Il y a de ces matins qui vous agrippent rudement par le col du pyjama.

Où, en quelques secondes à peine, vous êtes déjà planté devant le percolateur, jurant d’impatience. Ces matins trop courts, les yeux roulant frénétiquement sur la une du journal, les oreilles tendues vers une voix profonde qui anime en filigrane tous vos matins, les dents pleines de bagel et de fromage à la crème. La première gorgée de café prise trop rapidement alors que vous lacez vos souliers, le poste de radio que vous courrez éteindre en enfilant votre manteau, la montre que vous récupérez sur la table et qui vous confirme que vous venez de rater l’autobus. La marche rapide jusqu’au métro, l’attente devant les wagons bondés, l’appréhension d’arriver en retard. Il y a de ces matins qui vous pèsent, qui vous confrontent sans relâche à la plus insignifiante des routines.

Pour le reste, il y a les samedis matins. Ces matins où la lumière du jour vient vous chercher doucement, se frayant un chemin par la brèche qui lui est offerte entre les rideaux mal tirés. Ces matins où la flâne est la première activité qui s’impose dès le lever; elle est inscrite dans un quotidien bien plus chaleureux que les matins de semaine. Même si les trajets finissent par se ressembler.
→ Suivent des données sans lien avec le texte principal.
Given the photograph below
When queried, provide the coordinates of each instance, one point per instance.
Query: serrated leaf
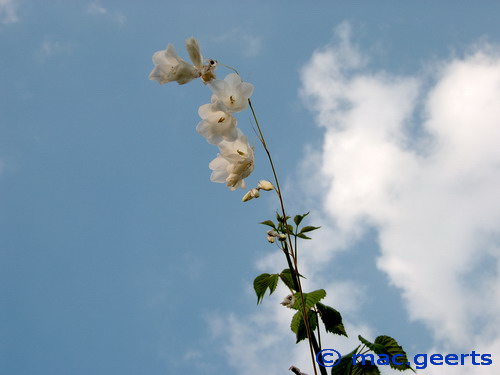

Ainsi, vous sortez de l’appartement, les sens en premier; c’est tout juste si les pieds ne vous suivent que par obligation. Ils sont tellement malheureux d’être devenus de pauvres faire-valoir qu’ils s’enfargent même dans le journal, lui qui a pourtant l’habitude de vous attendre là, sur le pas de la porte, chaque samedi matin. L’automne expose le peu d’atours qu’il reste à la nature : l’odeur des feuilles séchées qui vous pénètrent les narines, le soleil qui magnifie la couleur des dernières feuilles survivantes, dans le haut des frênes, autrement fades, la sécheresse des écorces… Mais aussi le poil rude de la grosse minoune du voisin (c’est ainsi que vous avez baptisé sa chatte, faute de médaillon) qui vous dit « bonjour », amicalement, tout en s’étirant au bas de l’escalier. Une feuille de papier, collée à la porte d’un autre voisin un peu plus éloigné, annonce : « partis au parc ». Ce n’est pas la première fois que vous la voyez, et même si vous arrivez à vous imaginer vaguement le portrait du monsieur, vous n’avez jamais su de quel parc il s’agissait. Grosse Minoune suit, accompagnant sa marche de quelques miaulements qui sonnent comme des points d’interrogation. « Je m’en vais au parc des Compagnons, tu le sais bien. Tu peux me suivre si tu veux… » Cela provoque un sursaut : elle ne s’attendait visiblement pas à ce que vous quittiez son territoire. Elle retourne, moustaches basses, à son logis. Vous êtes déjà emporté, marchant lentement vers l’avenue du Mont-Royal, croisant au passage quelques voisins qui, visiblement, profitent eux aussi de ces restants de chaleur.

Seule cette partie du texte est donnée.